Question

I have searched SO for this, and have seen some similar questions, but not this question specifically (that I could find, anyway).

I am receiving a curly-brace / semicolon error on the lines before and after these two statements. They are members of the class (not within a class method). When I remove the array assignment line (second line), the curly-brace / semicolon error goes away. I'm dumbfounded, but know there is a simple answer to this.

public class Test {
    private int var1 = 1;

    // These are the troublesome lines
    public String[] name = new String[10];
    name[0] = "Mary"; // When I remove this line, both the errors go away

    public int var2 = 10;
}

The error(s) in Eclipse (Juno) that I am getting are:

Syntax error on token ";", { expected after this token

...on the error placed on the "var1" line, and:

Syntax error, insert "}" to complete Block

...on the "var2" line.

What am I doing wrong? I have tried different variances, like:

(String) name[0] = "Mary";

...and so on.

Was it helpful?

Solution

The problem is that this statement:

name[0] = "Mary";

isn't in a method, or a constructor, or an instance initializer. Only declarations (and initializers) can be at the top level of a class - not statements.

I suggest you put it in a constructor.

public Test() {
    names[0] = "Mary";
}

OTHER TIPS

public class Test {
    private int var1 = 1;


    // These are the troublesome lines
    public String[] name = new String[10];


    // Use a constructor for initialization or
    // declare the string array as   public String[] name = {"Mary" };
    public Test() {
       name[0] = "Mary"; // When I remove this line, both the errors go away
    }
    public int var2 = 10;
}

In java you have to put statements into methods/blocks.

For example

public class TestB {
    public String[] s = new String[10];


    {
        s[0] = "10";
    }

}

is actually legal (but I wouldn't use it, except maybe for static members)

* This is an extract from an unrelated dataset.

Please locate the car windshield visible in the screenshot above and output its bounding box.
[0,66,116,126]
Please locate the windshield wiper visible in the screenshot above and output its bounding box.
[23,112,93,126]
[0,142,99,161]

EDIT: Clarification about static members

Often we have to use pure static objects, in such cases an easy way to provide initialization, is to use an anonymous static block. Something like:

public class TestStatic {
   private String [] someStaticStringArray = new String [10];
   static {
       someStaticStringArray[0] = "foo";
       someStaticStringArray[1] = "bar";
   }
   // Or better with static HashMaps
   private static HashMap<String, String> hm = new HashMap<String, String>();
   static {
     hm.put("key", "val");
     hm.put("key2", "val2");
     hm.put("key3", "val3");
   }
}

For static data members, when I've got no way to provide a factory method or a factory object, I use this way. For non static data members I prefer using constructors, even thou the anonymous block works.

There are many ways to provide initialization in java, I guess personal taste is the main reason for choosing one over another.

For your particular situation I'd go for something like this:

public class TestC {
   // Static data member, constructor does not read data from XML
   private static YourDataObject obj = new YourDataObject();

   public static YourDataObject getInstance(String xmlFile) {
      // Read XML file

      // Actually initialize the instance
      obj.set...(); // 

      // return the instance
      return obj;
   }
}

Try this solution:

public String[] name = new String[10];

//  instance initializer code block comes
{
    name[0] = "Mary";
}

This code block is similar to static initializer blocks ( static { ... } ), but executed at instantiation time, when the variables are initialized.